The cup of holiday cheer has started to pour over USF. Thanksgiving has just passed and now the winter holidays are approaching. As I felt the droplets of cheer fall upon me, I realized something: there are so many things I have taken for granted. This epiphany is nothing new for most college students. Before college most of us depended solely on our parents. They washed our laundry, cooked our meals, and bought us every necessity from food to medicine to clothes to entertainment. They were our providers.
Now we’re on our own. For some of us, we’ve been on our own for years. For others, like me, this is our first year of independence. I’ve embraced it, yet I will be honest; I miss those years of apathy and lack of responsibility.
Going home for the holidays only reiterates my longing to be taken care of. I remember how thankful I am for our families and friends back home. However, my peers and I must not forget the people here. There are those who are looking after us on our very own campus: the cashiers, the cooks, the janitors, the resident advisors, and other students and faculty. We see them everywhere, but somehow we can’t utter a simple “thank you.”
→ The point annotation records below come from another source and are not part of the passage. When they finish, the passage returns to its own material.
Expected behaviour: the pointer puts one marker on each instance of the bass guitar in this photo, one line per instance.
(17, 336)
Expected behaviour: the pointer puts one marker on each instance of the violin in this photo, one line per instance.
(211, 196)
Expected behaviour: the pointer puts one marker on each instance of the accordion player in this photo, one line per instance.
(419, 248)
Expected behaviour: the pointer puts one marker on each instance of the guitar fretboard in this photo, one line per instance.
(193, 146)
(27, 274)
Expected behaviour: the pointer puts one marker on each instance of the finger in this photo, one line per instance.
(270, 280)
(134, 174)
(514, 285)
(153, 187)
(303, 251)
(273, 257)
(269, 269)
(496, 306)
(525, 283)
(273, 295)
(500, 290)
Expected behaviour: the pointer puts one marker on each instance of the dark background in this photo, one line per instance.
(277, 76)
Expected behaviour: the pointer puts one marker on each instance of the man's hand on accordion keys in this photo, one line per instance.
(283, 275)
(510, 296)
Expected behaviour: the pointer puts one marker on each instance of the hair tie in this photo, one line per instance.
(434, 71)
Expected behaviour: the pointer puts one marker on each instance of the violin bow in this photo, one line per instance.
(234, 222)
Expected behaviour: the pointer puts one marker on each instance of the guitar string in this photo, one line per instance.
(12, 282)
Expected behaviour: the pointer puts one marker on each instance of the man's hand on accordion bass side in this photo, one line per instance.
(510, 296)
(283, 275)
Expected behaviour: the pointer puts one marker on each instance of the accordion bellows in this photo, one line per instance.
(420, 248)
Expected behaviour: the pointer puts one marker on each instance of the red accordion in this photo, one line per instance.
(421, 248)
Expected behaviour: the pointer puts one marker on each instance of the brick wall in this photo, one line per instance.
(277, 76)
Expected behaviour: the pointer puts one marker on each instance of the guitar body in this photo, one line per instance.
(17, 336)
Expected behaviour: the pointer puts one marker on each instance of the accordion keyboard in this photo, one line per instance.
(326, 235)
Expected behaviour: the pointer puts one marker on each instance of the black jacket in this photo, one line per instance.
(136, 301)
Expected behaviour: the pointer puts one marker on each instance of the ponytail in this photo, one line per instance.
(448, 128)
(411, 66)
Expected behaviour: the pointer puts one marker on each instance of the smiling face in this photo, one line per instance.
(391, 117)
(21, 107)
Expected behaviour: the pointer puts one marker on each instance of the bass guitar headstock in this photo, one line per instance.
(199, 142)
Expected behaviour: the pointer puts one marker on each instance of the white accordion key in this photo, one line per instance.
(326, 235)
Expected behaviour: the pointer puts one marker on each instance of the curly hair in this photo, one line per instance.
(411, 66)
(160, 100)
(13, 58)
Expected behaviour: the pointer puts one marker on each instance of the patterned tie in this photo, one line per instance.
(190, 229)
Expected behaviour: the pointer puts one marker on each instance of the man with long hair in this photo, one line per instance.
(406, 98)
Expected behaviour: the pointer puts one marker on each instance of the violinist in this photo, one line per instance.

Where did we even learn the importance of these two words? My mom taught me as soon as I could speak. Before going to anyone’s house or birthday party, she would say, “Remember to use your polite words.” I made an effort to remember, because as soon as I would come home the first question she would ask me was, “Did you use your polite words?”
Mom’s advice has paid off. “Thank you” has become second nature. At USF, though, giving thanks seems to be suppressed. More complaints about the caf’s food flood freshmen’s conversations than the appreciation we have for that nice lady who knows our order by heart, or the guy at the grill who gives us the extra fries so we don’t have to guiltily ask for more, or the sandwich line ladies who take our picky orders and make sure to leave off the tomato, mayo, and pickles. Plus, we have a board where you can voice your opinion about the food that the Bon Appétit staff actually listens to. Whoever wrote that they wanted hummus– they had that in Global three weeks ago! Even with the staff’s kindness, though, students continue to sneer and glare if an order is incorrect, takes too long, or doesn’t meet up to their ridiculously high standards. People, it’s a cafeteria, not a high-end restaurant or your mom’s kitchen!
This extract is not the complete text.